All in all, NATO’s anti-Russian plans are increasingly taking the form of America “Leading From Behind” to empower regional allies and partners to do more of the heavy lifting in shouldering the burden of the “Global West’s” hegemony vis-à-vis Russia, which is aimed at reducing the costs to the US. The US’ grand strategic goal under Trump 2.0 is to “Pivot (back) to (East) Asia” to more muscularly contain China, which requires it to avoid entanglements and unexpected crises in Europe and West Asia.
This explains the new division of labor within NATO that Trump is actively encouraging as well as his decision to broker a ceasefire between Iran and Israel precisely at the moment when most observers expected their conflict, in which the US had just become directly involved, to unprecedentedly intensify. Just like in Europe vis-à-vis Russia, the US also aims to “Lead From Behind” for containing Iran in West Asia and China in East Asia through similar means, but they’re beyond the scope of this analysis.
The point though is that the US is practicing a hybrid Brzezinski-Kissinger policy of containment against Russia, Iran, and China, its multipolar rivals in the Eurasia, through the orchestration of conflicts in the “Eurasian Balkans” (Brzezinski) and then triangulating between them through diplomacy (Kissinger). As the saying goes, “the best laid plans of mice and men often go awry”, however, so it can’t be taken for granted that this devious containment policy will succeed.
The increasing complexity of the international system can lead to unexpected events (“chaos”) that derail the US’ plans and create openings for Russia, Iran, and/or China to exploit for pushing back against these US-organized “Lead From Behind” coalitions.

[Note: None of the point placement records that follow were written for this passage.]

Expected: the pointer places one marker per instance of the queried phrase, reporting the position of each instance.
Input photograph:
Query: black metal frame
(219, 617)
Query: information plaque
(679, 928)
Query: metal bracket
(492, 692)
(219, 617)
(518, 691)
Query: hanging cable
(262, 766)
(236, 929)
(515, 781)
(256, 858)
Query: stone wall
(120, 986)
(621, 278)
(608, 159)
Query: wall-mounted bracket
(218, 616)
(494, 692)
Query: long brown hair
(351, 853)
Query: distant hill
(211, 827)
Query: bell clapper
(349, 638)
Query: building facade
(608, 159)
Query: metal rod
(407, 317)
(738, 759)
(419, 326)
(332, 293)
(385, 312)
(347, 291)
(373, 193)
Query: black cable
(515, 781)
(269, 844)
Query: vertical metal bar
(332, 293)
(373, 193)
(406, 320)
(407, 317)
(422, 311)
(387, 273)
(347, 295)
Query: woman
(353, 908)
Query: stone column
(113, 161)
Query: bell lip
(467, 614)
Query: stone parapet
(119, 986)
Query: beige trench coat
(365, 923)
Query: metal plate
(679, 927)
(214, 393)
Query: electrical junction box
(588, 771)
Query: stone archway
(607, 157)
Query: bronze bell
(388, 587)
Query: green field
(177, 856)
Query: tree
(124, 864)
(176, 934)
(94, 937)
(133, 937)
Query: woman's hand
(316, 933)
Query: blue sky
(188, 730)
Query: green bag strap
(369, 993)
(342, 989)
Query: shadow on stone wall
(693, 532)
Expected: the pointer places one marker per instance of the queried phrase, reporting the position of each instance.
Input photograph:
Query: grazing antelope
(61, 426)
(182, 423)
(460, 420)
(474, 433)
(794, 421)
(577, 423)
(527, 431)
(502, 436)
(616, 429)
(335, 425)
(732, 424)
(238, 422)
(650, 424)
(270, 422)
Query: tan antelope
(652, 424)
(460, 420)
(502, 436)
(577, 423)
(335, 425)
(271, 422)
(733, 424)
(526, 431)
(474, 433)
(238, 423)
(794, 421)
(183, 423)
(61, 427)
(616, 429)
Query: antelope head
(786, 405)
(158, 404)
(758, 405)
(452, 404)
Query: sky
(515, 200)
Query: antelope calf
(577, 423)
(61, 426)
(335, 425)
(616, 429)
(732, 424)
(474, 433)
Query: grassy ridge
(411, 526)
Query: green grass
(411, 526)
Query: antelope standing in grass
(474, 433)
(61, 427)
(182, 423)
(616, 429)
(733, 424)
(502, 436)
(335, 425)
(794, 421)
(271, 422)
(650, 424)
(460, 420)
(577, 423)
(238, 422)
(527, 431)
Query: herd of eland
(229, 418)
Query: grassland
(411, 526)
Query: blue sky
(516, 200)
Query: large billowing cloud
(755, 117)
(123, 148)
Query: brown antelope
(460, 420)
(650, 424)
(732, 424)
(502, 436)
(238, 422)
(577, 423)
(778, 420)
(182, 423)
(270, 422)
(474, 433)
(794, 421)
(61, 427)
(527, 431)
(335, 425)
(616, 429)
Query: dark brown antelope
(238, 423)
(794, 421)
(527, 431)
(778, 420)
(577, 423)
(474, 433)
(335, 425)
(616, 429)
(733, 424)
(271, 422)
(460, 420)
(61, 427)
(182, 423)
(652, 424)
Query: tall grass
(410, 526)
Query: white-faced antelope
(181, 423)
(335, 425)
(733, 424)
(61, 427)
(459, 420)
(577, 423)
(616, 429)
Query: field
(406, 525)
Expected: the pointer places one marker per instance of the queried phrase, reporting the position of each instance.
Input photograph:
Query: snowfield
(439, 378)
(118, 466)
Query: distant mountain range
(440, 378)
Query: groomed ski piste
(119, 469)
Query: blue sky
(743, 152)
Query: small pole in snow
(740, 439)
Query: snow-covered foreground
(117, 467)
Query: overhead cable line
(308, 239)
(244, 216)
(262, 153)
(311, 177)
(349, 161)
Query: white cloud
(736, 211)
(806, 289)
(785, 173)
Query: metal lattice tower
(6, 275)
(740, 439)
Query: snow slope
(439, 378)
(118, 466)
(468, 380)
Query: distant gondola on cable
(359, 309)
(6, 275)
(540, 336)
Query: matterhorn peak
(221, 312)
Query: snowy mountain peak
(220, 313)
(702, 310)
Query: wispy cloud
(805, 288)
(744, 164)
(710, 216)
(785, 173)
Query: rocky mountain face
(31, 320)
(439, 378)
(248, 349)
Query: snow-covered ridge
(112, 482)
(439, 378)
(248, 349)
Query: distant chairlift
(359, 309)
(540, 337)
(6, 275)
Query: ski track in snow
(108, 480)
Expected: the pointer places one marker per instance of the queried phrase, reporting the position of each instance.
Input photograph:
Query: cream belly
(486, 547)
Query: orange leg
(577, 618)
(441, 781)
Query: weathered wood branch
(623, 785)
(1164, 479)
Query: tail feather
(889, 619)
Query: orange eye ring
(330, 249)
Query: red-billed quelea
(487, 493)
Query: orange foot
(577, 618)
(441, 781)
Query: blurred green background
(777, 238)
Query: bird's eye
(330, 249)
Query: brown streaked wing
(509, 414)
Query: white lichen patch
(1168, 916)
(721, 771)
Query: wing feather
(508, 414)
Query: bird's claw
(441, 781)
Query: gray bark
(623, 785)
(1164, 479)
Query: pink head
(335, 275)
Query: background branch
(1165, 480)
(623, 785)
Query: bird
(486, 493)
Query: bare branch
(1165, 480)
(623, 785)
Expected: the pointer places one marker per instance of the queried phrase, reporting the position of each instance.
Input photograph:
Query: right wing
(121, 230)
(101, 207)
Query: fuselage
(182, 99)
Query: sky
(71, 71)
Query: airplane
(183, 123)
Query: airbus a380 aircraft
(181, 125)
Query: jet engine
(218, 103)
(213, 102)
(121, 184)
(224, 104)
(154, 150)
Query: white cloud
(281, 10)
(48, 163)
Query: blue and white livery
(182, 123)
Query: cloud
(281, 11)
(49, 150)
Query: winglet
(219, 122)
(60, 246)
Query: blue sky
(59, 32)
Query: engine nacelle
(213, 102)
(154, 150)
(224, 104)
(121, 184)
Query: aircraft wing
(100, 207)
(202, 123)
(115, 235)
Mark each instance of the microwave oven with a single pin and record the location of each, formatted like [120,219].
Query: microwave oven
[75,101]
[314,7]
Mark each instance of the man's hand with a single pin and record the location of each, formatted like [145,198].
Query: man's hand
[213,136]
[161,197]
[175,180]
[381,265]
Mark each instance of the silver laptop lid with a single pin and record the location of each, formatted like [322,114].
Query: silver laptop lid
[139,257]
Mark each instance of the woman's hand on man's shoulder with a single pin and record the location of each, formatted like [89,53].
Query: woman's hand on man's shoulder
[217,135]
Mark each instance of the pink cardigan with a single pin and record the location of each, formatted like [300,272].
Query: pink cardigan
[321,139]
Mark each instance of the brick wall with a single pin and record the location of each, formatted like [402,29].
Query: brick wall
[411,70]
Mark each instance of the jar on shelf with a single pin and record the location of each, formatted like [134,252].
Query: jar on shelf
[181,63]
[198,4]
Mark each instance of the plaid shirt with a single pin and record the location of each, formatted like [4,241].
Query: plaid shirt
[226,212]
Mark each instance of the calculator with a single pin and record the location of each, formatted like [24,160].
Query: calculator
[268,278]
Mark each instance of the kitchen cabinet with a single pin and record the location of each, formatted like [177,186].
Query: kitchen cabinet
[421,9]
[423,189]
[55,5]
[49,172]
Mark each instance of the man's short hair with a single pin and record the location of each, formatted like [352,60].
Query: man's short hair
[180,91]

This accounts for why they’re all engaged in their own talks with the US, namely to buy time for inwardly strengthening, exploiting the aforesaid possibilities, and/or preparing for a (inevitable?) hot war with the US and/or its regional partners.
The best-case scenario would be for the US to reach genuinely fair deals with them for de-escalating tensions and focusing on economic development, but that’s regrettably unlikely due to the inertial nature of US hegemony, which not even Trump himself can control even if he wanted to. For that reason, the US is expected to actively contain at least one of those three at any given moment while relying on others to do the same with the remaining two in the meantime, thus always keeping Eurasia unstable.